Other Switchboard members include architects, lawyers, data analysts, financial advisors, Executive Directors of nonprofits, real estate agents, filmmakers, therapists, students, and more.
A: How has Switchboard Coworking adapted to meet the needs of its members during the COVID-19 pandemic, and what lessons have you learned about the importance of flexible and adaptive workspace solutions?
S (Tina): After the pandemic, many of us have a harder time showing up for things that are not very convenient. But we need connection more than ever. We try to build in opportunities to connect while still respecting our members' needs to do their work. Since we all need to eat, free lunch is a beautiful way to connect.
About half of our members were classified as essential workers. They continued to work out of space throughout the pandemic. We followed all directives and recommendations but didn't have to adapt too much. We always have members who are immunocompromised in our space and care very much about cleaning and sanitizing appropriately. We wore masks and distanced and protected each other. We have a really great community and have always prioritized caring for each other and thinking about the needs of others. People working through the pandemic needed community more than ever. . . needed to talk, to see other people's eyes, needed to get out of their houses. And we were able to do that safely. We never had anyone contract or spread COVID at Switchboard, which is really amazing.

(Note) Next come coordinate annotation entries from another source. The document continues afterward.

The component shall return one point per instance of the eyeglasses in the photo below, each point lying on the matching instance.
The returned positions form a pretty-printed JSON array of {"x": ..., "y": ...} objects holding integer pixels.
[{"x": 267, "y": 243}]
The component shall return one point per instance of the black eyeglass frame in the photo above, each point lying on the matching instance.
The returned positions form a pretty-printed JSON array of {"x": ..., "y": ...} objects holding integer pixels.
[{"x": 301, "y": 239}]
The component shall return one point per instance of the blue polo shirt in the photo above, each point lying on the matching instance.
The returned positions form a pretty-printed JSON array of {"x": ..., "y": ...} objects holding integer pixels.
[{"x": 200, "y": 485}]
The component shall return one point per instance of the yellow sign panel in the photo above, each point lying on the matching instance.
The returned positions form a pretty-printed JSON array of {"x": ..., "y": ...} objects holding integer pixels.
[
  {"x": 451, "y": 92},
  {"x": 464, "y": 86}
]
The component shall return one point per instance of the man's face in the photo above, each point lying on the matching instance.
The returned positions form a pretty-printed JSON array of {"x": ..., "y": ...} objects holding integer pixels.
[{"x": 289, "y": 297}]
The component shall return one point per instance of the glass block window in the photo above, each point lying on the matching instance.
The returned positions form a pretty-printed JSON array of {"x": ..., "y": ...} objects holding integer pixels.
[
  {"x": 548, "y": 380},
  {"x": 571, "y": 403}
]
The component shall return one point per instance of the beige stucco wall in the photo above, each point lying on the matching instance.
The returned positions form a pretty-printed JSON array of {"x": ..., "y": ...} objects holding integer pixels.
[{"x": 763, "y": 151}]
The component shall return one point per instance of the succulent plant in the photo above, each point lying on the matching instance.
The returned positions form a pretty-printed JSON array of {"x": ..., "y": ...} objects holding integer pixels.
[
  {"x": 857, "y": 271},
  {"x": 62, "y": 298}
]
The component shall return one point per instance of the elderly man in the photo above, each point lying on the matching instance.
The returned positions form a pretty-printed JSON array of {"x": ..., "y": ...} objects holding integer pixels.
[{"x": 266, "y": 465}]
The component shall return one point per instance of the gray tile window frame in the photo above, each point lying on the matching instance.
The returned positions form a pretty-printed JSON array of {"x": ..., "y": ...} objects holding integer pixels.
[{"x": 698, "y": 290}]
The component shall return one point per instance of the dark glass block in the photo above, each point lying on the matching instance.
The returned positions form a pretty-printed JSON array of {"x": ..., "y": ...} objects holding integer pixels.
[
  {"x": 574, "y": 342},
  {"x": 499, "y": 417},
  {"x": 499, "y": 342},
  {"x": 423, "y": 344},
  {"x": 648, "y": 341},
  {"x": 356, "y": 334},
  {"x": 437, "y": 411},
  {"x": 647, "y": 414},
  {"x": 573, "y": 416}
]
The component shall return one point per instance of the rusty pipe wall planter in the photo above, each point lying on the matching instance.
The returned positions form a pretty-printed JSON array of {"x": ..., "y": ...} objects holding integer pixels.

Also important, our members believed in us and were willing to continue supporting us throughout the pandemic. Many people who could not come into the space still chose to pay their memberships and their office leases. Because of that, we were able to stay open and fiscally solvent (even thriving) during a time when many businesses (including many coworking spaces) had to close.
Personal note: As someone who underwent cancer treatment last year, I found that going to a coworking space, even if it was just once a week or once a month, was a great way to distract my mind and get work done in a safe and clean environment that was beneficial for my physical and mental health. Switchboard proved to be an incredible partner during those grueling 8 months, and I will always be grateful for the support they provided me.